In the last six months I've spent a LOT of time nursing. I've nursed on the big comfy chair in the nursery, on my bed at all hours of the night, on a folding chair in the backyard when the weather was nice, at friends' houses and grandparents' houses, and mostly on our couch. Probably hundreds of hours on the couch. Hundreds?! Yes. Hundreds.
|Our little spot on the couch|
|Newborn Olivia after nursing on the "Brest Friend" pillow|
Looking back on all the time I've spent nursing, I realize that I've come a long way with this "motherhood" thing. The first time I nursed Olivia she was about 30 seconds old. She had just been placed on my chest after the craziest journey of her very-short life. I didn't have time to realize that I didn't know what I was doing. It just sort of happened. Magical, really.
|Magic baby nursing!|
After that there was a couple days of "honeymoon nursing" where the magic continued. Nothing really went wrong, nothing was too challenging. Just insert boob aaaaand go! I was in mommy heaven.

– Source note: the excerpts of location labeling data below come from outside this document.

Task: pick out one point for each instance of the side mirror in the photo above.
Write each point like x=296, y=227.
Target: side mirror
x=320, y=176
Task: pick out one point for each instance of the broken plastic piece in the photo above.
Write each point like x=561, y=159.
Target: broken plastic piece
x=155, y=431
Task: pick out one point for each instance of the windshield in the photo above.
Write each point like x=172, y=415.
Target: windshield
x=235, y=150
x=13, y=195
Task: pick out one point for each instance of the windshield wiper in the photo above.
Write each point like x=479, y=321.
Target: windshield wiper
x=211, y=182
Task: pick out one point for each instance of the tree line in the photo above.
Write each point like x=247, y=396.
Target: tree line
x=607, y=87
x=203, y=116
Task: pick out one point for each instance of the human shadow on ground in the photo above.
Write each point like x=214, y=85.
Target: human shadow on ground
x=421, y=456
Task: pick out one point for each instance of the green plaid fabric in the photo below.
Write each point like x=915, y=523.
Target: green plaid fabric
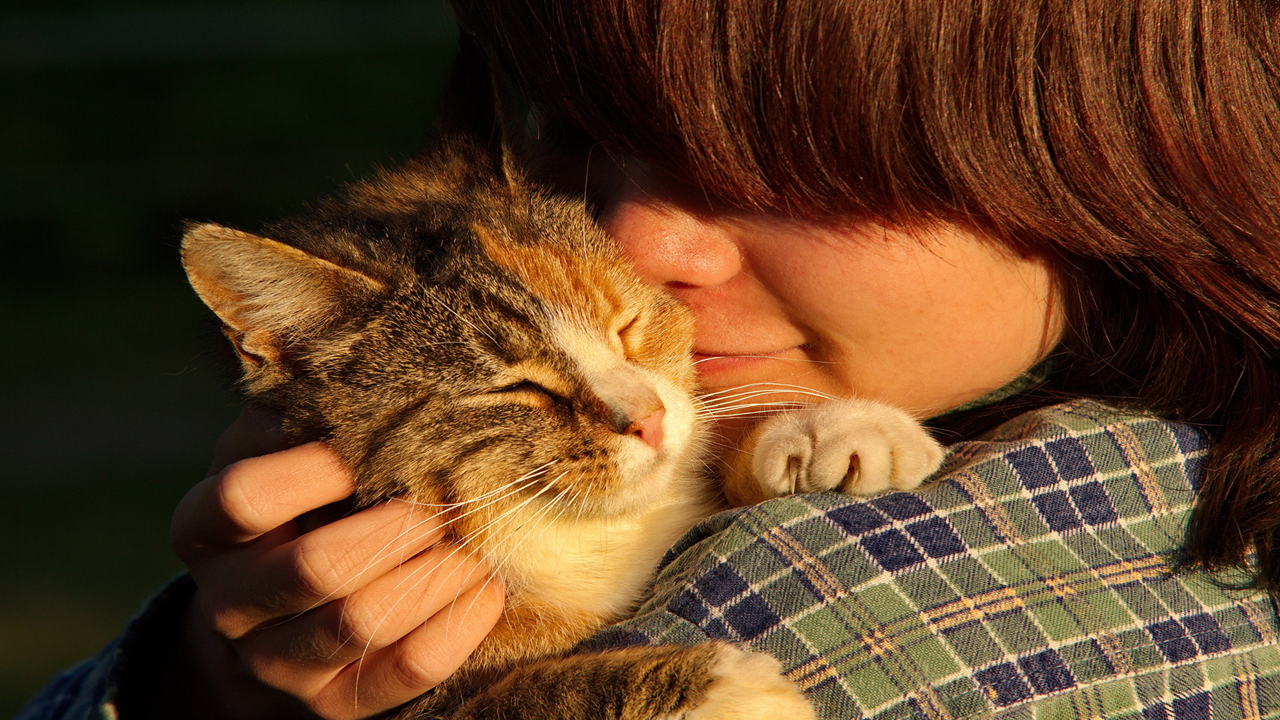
x=1031, y=580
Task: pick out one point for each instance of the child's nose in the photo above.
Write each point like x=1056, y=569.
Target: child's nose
x=670, y=233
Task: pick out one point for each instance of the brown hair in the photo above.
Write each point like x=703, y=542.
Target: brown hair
x=1137, y=144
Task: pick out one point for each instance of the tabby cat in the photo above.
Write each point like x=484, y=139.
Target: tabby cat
x=474, y=343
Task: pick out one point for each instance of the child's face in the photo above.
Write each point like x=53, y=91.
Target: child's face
x=923, y=319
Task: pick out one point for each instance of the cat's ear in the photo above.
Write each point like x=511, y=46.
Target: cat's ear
x=472, y=105
x=268, y=294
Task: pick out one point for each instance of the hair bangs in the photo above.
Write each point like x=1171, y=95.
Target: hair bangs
x=800, y=108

|Reading and snoozing on our chair in the nursery (breast pump on the left)|
I got lots of help from the lactation consultants. Odd as this sounds though, I didn't fully accept that I needed help for a long time. Because of the weird honeymoon period, I thought we really had it figured out. Other moms might need help, but not me and Baby O! We were clearly pros.
Not the case.
Nursing a baby is a natural thing, but it certainly doesn't come naturally. Moreover, there are so many women with amazing advice to give, why not ask for help? When I reached out, I found a wealth of information that made my life so much easier.

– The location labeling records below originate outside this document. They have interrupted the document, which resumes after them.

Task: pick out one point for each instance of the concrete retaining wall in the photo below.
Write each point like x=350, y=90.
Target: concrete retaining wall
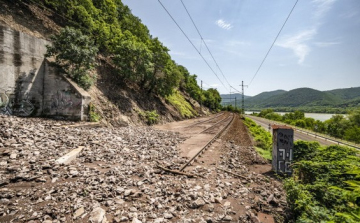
x=33, y=87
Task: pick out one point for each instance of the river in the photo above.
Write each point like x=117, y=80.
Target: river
x=317, y=116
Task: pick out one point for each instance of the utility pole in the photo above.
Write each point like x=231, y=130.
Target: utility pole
x=201, y=97
x=242, y=106
x=230, y=95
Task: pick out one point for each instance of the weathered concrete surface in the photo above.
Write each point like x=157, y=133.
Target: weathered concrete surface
x=67, y=158
x=62, y=97
x=21, y=66
x=33, y=87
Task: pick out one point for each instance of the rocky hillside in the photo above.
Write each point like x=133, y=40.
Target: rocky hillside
x=118, y=100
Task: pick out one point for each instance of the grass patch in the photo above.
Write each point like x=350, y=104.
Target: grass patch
x=150, y=117
x=266, y=154
x=263, y=139
x=183, y=106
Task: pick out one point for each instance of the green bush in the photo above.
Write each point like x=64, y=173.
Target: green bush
x=180, y=103
x=93, y=115
x=263, y=138
x=326, y=184
x=150, y=117
x=74, y=54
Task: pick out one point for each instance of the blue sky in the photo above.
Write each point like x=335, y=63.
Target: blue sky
x=319, y=47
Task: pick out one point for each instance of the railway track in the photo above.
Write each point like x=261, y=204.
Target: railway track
x=215, y=130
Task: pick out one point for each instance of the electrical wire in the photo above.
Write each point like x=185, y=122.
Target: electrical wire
x=202, y=39
x=191, y=43
x=273, y=42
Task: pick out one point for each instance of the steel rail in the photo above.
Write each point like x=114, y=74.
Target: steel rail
x=201, y=151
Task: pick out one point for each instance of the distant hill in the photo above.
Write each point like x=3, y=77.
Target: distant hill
x=230, y=98
x=305, y=97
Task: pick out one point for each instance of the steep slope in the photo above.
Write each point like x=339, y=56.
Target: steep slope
x=117, y=100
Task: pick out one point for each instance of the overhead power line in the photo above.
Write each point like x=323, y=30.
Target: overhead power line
x=202, y=39
x=273, y=42
x=192, y=43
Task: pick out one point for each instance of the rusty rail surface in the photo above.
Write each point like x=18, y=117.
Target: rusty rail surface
x=215, y=137
x=208, y=120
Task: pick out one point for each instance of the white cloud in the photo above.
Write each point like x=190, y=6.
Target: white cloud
x=233, y=43
x=298, y=43
x=326, y=44
x=224, y=25
x=322, y=7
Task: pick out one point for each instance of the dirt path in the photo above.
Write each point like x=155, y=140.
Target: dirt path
x=116, y=176
x=257, y=195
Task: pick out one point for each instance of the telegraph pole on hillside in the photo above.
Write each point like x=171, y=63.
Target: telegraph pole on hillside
x=201, y=97
x=242, y=106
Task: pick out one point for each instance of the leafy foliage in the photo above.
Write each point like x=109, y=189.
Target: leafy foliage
x=262, y=138
x=326, y=184
x=75, y=54
x=93, y=115
x=119, y=35
x=150, y=117
x=180, y=103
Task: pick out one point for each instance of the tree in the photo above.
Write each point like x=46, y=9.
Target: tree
x=336, y=126
x=352, y=134
x=75, y=54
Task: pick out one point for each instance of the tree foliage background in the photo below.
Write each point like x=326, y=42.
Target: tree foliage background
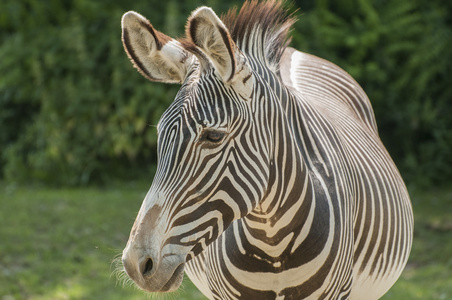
x=73, y=110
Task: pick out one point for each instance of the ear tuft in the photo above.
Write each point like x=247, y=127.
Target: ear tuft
x=208, y=32
x=157, y=56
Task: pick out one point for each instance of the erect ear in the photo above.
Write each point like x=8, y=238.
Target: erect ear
x=157, y=56
x=209, y=33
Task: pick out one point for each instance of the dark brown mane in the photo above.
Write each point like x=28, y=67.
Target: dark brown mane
x=269, y=19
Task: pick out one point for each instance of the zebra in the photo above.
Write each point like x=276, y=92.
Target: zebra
x=272, y=181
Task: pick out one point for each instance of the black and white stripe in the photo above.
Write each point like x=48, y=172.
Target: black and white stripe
x=279, y=190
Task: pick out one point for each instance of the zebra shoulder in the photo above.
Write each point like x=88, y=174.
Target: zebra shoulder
x=321, y=80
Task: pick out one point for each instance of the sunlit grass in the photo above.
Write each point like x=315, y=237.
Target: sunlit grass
x=61, y=244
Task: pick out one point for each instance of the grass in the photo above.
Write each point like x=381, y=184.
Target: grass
x=60, y=244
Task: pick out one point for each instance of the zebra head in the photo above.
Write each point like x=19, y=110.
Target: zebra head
x=213, y=147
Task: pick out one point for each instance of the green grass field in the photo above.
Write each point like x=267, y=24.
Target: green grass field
x=60, y=244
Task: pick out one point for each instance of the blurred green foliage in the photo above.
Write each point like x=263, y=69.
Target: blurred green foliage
x=74, y=111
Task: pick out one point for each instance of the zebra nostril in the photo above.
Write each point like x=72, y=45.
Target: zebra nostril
x=148, y=267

In the first couple months I could often be found playing Words With Friends on my phone as Olivia nursed (I did this a lot at night to keep me awake. Plus my friend Sarah was nursing her son at the same time, so we would play at 2:00 or 3:00 in the morning when no one else was updating. It kept things interesting, and I never felt alone.) One day I mentioned having breastfeeding issues to a friend on Facebook. She recommended The Womanly Art of Breastfeeding - an amazing book that I read cover to cover. I'm not sure if she knows how much that meant to me ... maybe she will now. I read a tattered library copy of this book, which made me feel even more a part of this great community of breastfeeding women. How many other struggling, searching moms had found this book before me and poured over it like I did?

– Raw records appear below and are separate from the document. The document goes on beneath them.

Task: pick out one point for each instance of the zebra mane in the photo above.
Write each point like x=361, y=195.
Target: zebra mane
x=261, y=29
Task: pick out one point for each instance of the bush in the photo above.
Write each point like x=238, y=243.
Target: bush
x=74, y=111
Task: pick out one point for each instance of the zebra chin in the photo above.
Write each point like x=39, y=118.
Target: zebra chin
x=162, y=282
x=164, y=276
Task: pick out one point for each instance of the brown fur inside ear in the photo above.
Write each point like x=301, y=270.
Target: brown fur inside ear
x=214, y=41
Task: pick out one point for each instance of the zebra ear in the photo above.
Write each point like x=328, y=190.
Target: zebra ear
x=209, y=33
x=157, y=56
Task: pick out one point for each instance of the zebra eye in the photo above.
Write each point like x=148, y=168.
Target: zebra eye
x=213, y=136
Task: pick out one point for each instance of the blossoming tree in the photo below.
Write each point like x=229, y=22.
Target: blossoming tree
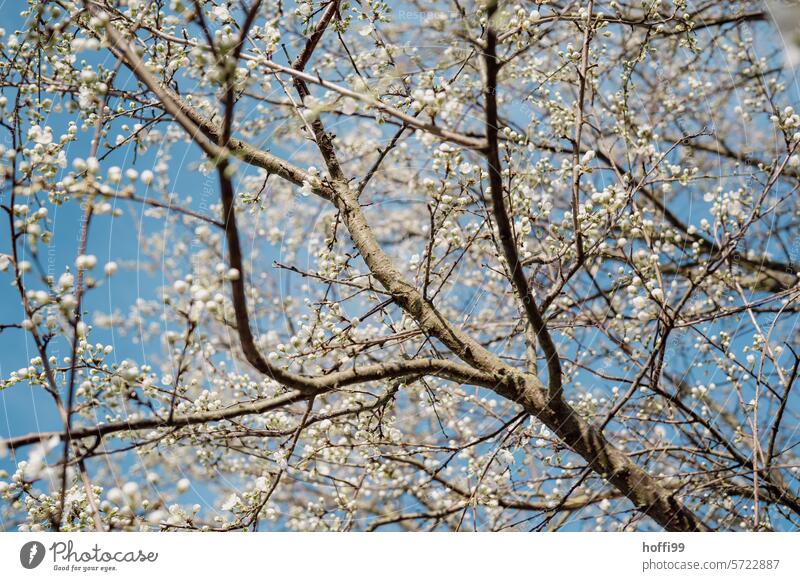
x=451, y=265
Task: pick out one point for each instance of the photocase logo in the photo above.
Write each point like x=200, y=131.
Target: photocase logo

|Olivia on the breastfeeding pillow a few months later|
My Grandma Lois (for whom Olivia is named after) talked about this time in her life when she reached out to other women; it was after her husband (my Grandpa Frank) had died. I can't remember all the details, or why she was not near her close group of friends. But she wasn't, and she needed people to spend time with, if for no other reason than to get out of the house and think of something other than being sad. She said, "sometimes you just need to find a friend to do little things with - have coffee or go for a walk - she does not need to be your best friend." The point was: find people. Don't rule someone out because you don't have much in common or because you can't foresee a long friendship in the future. You can find a great deal of happiness over a small cup of coffee with an unlikely friend.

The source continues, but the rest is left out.